The Stairs Start at the Second Floor

For several years, I’ve been telling a story about how it used to be that someone could start working for a power company as a meter reader and eventually work their way up to CEO. Being a meter reader is a lousy job—out in the weather with dogs biting your ankles—but if you stuck it out, you might get picked for a company training program, be promoted to power line technician, eventually become an engineer, and maybe move into management. In this version of the American Dream, there was a route from the bottom to the top through company-sponsored training and education. According to the story I told, someone invented electric meters that read themselves and now the entry-level job is as a technician and requires skills typically developed beyond high school. People without skills can move up—people without them remain stuck at the bottom.

The New York Times just published a compelling story by Neil Irwin that validates and updates my story by contrasting the experience of two women.
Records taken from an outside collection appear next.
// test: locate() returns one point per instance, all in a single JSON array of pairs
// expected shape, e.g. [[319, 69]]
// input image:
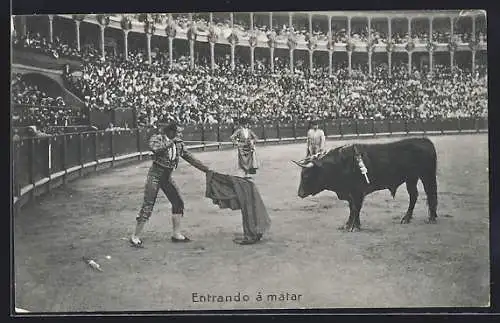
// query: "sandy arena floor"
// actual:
[[385, 265]]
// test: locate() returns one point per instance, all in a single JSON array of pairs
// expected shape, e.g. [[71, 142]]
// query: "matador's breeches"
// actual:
[[160, 178]]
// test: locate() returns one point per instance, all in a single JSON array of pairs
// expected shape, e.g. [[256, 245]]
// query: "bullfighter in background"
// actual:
[[245, 139]]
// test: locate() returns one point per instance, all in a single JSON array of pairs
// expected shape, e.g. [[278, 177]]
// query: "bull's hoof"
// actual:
[[405, 220], [350, 228]]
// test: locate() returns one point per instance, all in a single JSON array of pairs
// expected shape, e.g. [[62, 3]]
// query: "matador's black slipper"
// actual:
[[186, 239], [136, 244]]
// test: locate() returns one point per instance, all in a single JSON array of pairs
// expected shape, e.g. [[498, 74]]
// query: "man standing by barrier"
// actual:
[[245, 138], [167, 147], [315, 140]]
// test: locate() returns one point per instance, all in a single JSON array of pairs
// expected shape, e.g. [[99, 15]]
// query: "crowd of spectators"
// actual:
[[58, 48], [200, 96], [33, 107]]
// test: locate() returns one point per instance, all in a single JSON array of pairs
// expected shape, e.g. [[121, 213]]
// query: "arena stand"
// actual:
[[357, 82]]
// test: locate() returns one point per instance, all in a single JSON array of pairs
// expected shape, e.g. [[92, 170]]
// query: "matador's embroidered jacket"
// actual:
[[166, 152]]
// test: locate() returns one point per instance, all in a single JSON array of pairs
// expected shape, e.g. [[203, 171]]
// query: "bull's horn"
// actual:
[[308, 165]]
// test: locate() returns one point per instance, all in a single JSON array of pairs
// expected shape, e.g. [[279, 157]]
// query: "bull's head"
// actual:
[[326, 171], [311, 182]]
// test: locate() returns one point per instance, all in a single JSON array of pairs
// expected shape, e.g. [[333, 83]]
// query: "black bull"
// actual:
[[388, 166]]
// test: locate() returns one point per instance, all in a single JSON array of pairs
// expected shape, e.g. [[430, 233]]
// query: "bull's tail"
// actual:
[[429, 181]]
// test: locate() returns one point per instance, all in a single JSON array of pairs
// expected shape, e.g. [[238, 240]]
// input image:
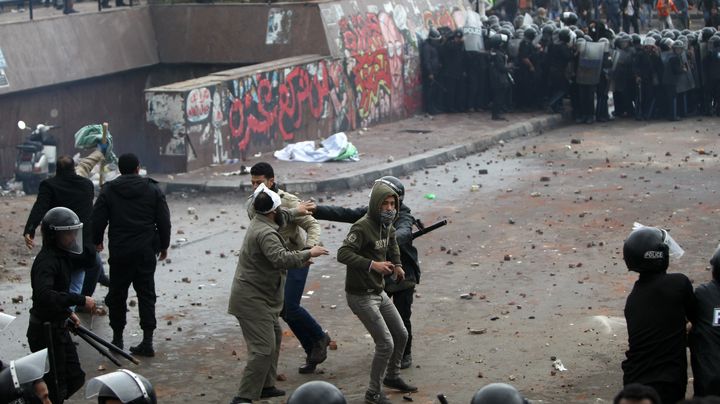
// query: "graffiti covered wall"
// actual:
[[371, 76]]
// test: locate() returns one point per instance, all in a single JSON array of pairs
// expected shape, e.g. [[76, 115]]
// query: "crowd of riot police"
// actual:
[[504, 66]]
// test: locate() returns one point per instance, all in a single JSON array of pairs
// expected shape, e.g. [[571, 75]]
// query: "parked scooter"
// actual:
[[36, 158]]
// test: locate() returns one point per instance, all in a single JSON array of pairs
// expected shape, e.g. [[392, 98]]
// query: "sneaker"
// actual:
[[406, 362], [307, 368], [273, 391], [318, 354], [143, 349], [376, 398], [118, 343], [399, 384]]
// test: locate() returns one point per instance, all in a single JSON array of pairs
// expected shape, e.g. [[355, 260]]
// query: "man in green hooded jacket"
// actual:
[[256, 297], [370, 251]]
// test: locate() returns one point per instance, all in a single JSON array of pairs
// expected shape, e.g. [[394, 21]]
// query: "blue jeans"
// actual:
[[301, 323], [92, 275]]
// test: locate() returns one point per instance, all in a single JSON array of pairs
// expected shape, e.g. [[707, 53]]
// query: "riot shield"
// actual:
[[514, 47], [686, 82], [472, 33], [590, 63]]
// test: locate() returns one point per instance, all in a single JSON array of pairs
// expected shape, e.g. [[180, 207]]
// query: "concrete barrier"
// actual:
[[371, 76]]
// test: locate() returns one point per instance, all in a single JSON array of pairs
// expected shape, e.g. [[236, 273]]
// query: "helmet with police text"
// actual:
[[395, 184], [498, 393], [317, 391], [123, 385], [569, 18], [647, 250], [61, 228], [18, 378]]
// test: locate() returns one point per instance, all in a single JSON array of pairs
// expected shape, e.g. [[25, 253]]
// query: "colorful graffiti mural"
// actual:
[[275, 103], [373, 76]]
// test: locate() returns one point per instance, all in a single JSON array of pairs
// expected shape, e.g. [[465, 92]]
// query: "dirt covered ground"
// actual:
[[528, 273]]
One worked for Eastman Kodak as a janitor in the 1980s and worked her way up to chief technology officer for the company. The other works today as a janitor at Apple, but she is a contractor with no opportunity to work her way up at Apple, or really, anywhere else.

This is a familiar story about how the gig economy is widening the opportunity gap between those with and those without post-high school skills. We can bemoan it as an example of corporate heartlessness, and I wouldn’t disagree—although, as the article points out, look at the relative positions of Kodak and Apple today before passing judgment too harshly. Still, some companies continue to offer their workers opportunities to gain postsecondary skills, and many more should do so.

Whatever else must be done, this story certainly underlines why so many need and want postsecondary credentials to gain the opportunities that come with them.

But there is another conclusion to draw from this story about people stuck at the bottom. It’s that the examples of the power company and Kodak prove many people in entry-level jobs can do much more and we should never write them off. The simple fact is we don’t have a comprehensive national system to assure all working adults can obtain the postsecondary skills and credentials they—and the nation—need. Consider the long-term consequences of denying millions of Americans any realistic way to advance. Consider the talent we are wasting. I honestly believe there is no more urgent task facing our nation than to build a system that helps Americans gain the skills to go as far as their desire, effort, and talent can take them.